It turned out very quickly I couldn't.

PICT0168.jpg (70424 bytes)The weight of the bags was incredible.  I couldn't walk a step on the horizontal, let alone up the hundreds and hundreds of very steep steps that they were negotiating all the time.  These guys get about 70 pence a trip and can manage three trips a day.  They also do it all in the not very substantial footwear that you see on the left.  Suddenly carrying rich Chinese businessmen up the mountain with a friend didn't seem quite so impossible after all. 

After climbing for the two hours that we were promised would get us to the top, we got a distant view of the peak still an incredibly long way away from us.  We finally reached the bottom of the top bit nearly three hours after we set off.  We had now climbed as high as the cable car could go.  We felt smug and superior that we hadn't had to use the cable car - but were nevertheless in need of quite a rest before tackling the rest of the peak.

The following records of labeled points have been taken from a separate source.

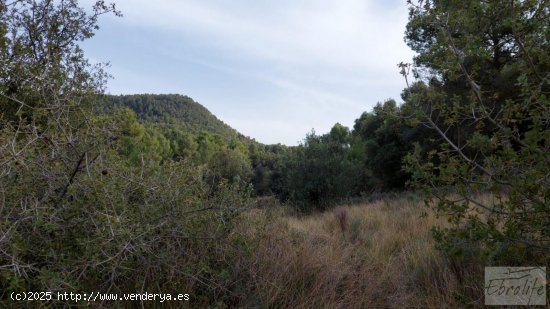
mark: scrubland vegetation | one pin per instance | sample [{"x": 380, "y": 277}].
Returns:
[{"x": 152, "y": 193}]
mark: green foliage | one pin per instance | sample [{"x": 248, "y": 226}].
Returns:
[
  {"x": 484, "y": 67},
  {"x": 97, "y": 202}
]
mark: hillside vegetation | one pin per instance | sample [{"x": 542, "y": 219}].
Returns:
[{"x": 152, "y": 193}]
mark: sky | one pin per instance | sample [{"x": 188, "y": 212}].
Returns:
[{"x": 273, "y": 70}]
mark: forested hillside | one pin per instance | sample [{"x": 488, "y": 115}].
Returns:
[
  {"x": 153, "y": 194},
  {"x": 175, "y": 111}
]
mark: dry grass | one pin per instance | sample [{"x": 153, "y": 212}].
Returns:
[{"x": 378, "y": 255}]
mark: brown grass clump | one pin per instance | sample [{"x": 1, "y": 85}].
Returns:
[{"x": 385, "y": 259}]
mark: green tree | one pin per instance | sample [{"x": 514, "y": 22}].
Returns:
[{"x": 485, "y": 84}]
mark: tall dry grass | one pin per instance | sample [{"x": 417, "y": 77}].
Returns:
[{"x": 377, "y": 255}]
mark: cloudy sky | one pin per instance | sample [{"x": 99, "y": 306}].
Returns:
[{"x": 273, "y": 70}]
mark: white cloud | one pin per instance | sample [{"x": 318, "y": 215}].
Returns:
[{"x": 326, "y": 61}]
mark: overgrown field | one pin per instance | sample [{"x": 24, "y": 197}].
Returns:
[{"x": 376, "y": 255}]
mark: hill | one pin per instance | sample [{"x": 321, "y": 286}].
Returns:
[{"x": 173, "y": 110}]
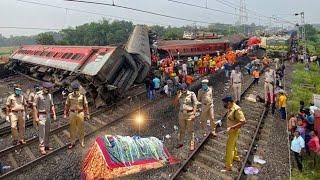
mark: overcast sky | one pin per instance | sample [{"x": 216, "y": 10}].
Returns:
[{"x": 21, "y": 14}]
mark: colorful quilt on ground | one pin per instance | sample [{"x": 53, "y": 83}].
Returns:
[{"x": 114, "y": 156}]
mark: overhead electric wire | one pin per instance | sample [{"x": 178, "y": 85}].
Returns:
[
  {"x": 31, "y": 28},
  {"x": 90, "y": 12},
  {"x": 140, "y": 10},
  {"x": 252, "y": 12}
]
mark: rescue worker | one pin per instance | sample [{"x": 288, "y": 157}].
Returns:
[
  {"x": 200, "y": 66},
  {"x": 235, "y": 120},
  {"x": 237, "y": 82},
  {"x": 16, "y": 111},
  {"x": 42, "y": 106},
  {"x": 187, "y": 109},
  {"x": 269, "y": 82},
  {"x": 76, "y": 103},
  {"x": 36, "y": 89},
  {"x": 205, "y": 96}
]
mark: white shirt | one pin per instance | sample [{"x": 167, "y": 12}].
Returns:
[
  {"x": 297, "y": 144},
  {"x": 313, "y": 108},
  {"x": 166, "y": 89}
]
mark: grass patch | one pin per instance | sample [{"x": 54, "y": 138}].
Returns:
[
  {"x": 299, "y": 77},
  {"x": 6, "y": 51}
]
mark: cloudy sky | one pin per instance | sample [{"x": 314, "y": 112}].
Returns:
[{"x": 60, "y": 14}]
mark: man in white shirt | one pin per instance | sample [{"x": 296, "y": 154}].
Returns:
[
  {"x": 184, "y": 68},
  {"x": 313, "y": 108},
  {"x": 297, "y": 146}
]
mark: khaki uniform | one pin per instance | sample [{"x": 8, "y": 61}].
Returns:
[
  {"x": 17, "y": 103},
  {"x": 234, "y": 116},
  {"x": 76, "y": 105},
  {"x": 206, "y": 99},
  {"x": 237, "y": 84},
  {"x": 43, "y": 102},
  {"x": 268, "y": 86},
  {"x": 30, "y": 101},
  {"x": 186, "y": 117}
]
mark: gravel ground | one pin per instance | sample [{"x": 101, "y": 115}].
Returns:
[
  {"x": 160, "y": 121},
  {"x": 276, "y": 152}
]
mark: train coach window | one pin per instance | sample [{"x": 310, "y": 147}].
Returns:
[
  {"x": 38, "y": 53},
  {"x": 50, "y": 54},
  {"x": 77, "y": 56}
]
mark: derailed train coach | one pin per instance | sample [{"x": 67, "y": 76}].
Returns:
[{"x": 104, "y": 73}]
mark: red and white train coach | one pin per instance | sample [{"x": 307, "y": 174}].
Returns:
[{"x": 103, "y": 72}]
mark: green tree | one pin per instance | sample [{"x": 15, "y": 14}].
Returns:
[
  {"x": 45, "y": 39},
  {"x": 311, "y": 33}
]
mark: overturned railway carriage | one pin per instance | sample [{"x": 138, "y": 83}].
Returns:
[
  {"x": 103, "y": 72},
  {"x": 139, "y": 47}
]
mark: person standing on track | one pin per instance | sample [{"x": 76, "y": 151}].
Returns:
[
  {"x": 187, "y": 109},
  {"x": 76, "y": 102},
  {"x": 235, "y": 120},
  {"x": 15, "y": 113},
  {"x": 205, "y": 96},
  {"x": 42, "y": 106},
  {"x": 237, "y": 82},
  {"x": 36, "y": 89},
  {"x": 269, "y": 81}
]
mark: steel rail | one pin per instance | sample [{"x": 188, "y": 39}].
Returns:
[
  {"x": 56, "y": 151},
  {"x": 202, "y": 143}
]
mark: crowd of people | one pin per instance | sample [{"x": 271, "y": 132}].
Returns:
[{"x": 303, "y": 134}]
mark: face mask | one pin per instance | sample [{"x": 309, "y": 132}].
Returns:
[
  {"x": 18, "y": 92},
  {"x": 225, "y": 105},
  {"x": 204, "y": 87}
]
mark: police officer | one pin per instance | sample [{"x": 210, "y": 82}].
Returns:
[
  {"x": 36, "y": 89},
  {"x": 187, "y": 108},
  {"x": 237, "y": 82},
  {"x": 76, "y": 102},
  {"x": 42, "y": 106},
  {"x": 235, "y": 120},
  {"x": 15, "y": 112},
  {"x": 205, "y": 96},
  {"x": 269, "y": 82}
]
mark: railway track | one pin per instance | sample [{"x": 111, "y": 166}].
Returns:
[
  {"x": 22, "y": 157},
  {"x": 209, "y": 157}
]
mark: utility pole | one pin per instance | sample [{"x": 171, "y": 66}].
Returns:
[{"x": 303, "y": 35}]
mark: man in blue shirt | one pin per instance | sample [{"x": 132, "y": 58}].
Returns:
[
  {"x": 156, "y": 81},
  {"x": 297, "y": 146},
  {"x": 226, "y": 68}
]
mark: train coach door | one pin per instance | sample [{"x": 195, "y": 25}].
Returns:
[{"x": 94, "y": 52}]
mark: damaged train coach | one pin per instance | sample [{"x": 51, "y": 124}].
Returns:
[{"x": 104, "y": 72}]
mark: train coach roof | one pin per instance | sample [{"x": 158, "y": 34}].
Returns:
[{"x": 191, "y": 42}]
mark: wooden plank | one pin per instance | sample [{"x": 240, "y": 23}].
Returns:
[
  {"x": 207, "y": 157},
  {"x": 213, "y": 171},
  {"x": 13, "y": 161},
  {"x": 190, "y": 175},
  {"x": 29, "y": 153},
  {"x": 56, "y": 138}
]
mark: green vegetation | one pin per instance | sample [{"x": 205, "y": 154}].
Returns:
[
  {"x": 106, "y": 32},
  {"x": 300, "y": 77}
]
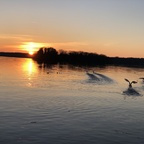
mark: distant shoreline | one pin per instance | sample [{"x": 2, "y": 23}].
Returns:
[
  {"x": 15, "y": 54},
  {"x": 78, "y": 59}
]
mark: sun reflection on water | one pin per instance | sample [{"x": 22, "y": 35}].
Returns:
[{"x": 30, "y": 71}]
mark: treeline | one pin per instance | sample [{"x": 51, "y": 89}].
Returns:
[
  {"x": 52, "y": 56},
  {"x": 15, "y": 54}
]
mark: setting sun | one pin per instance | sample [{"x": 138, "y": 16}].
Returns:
[{"x": 31, "y": 47}]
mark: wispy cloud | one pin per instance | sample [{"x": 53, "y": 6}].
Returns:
[{"x": 15, "y": 37}]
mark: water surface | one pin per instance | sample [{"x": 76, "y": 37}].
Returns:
[{"x": 63, "y": 105}]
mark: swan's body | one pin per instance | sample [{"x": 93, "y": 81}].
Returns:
[
  {"x": 142, "y": 78},
  {"x": 103, "y": 77},
  {"x": 92, "y": 76},
  {"x": 130, "y": 83}
]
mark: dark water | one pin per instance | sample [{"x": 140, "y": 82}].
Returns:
[{"x": 64, "y": 105}]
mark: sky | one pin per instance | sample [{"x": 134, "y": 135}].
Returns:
[{"x": 110, "y": 27}]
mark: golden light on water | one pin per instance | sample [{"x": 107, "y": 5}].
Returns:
[
  {"x": 30, "y": 71},
  {"x": 29, "y": 67}
]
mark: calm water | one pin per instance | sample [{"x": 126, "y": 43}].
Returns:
[{"x": 65, "y": 105}]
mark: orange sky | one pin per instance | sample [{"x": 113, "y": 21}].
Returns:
[{"x": 113, "y": 28}]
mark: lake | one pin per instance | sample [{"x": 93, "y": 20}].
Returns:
[{"x": 63, "y": 104}]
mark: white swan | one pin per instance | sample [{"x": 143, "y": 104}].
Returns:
[{"x": 130, "y": 83}]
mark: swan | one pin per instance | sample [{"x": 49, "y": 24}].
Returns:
[
  {"x": 92, "y": 76},
  {"x": 131, "y": 91},
  {"x": 130, "y": 83},
  {"x": 142, "y": 79},
  {"x": 103, "y": 77}
]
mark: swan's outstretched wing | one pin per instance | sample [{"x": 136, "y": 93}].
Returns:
[
  {"x": 127, "y": 80},
  {"x": 142, "y": 78},
  {"x": 133, "y": 82}
]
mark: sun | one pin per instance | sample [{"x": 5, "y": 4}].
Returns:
[{"x": 31, "y": 47}]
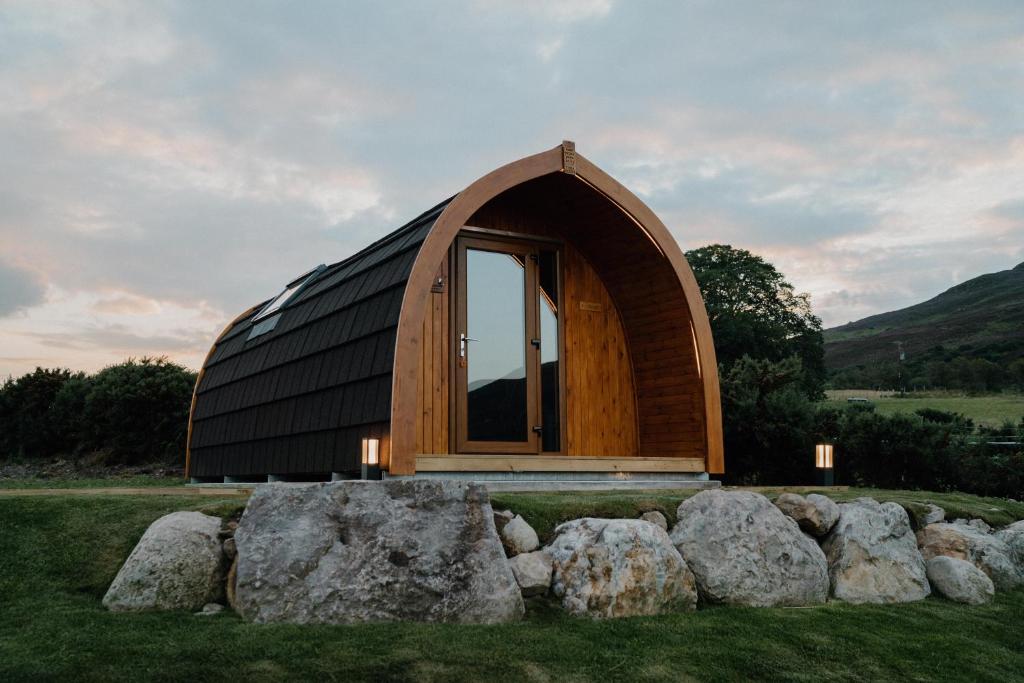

The peak itself was very beautiful.  The swirling clouds below us made it feel really quite mystical too.  A favourite activity is to bring a lock with you, lock it shut with your lover onto one of the hand rails at the top of the mountain and the throw the key down into the clouds.  (You can see the piles of locks on the left here)

This very romantic gesture does make it a little hazardous to climb up to the top because you are in constant fear of having a hail of Yale keys being lobbed at you.

We spent nearly an hour on the very top before making our way down the (very) steep steps back to the bottom of the top again.  Grand gestures over, we gladly took the cable car back down again.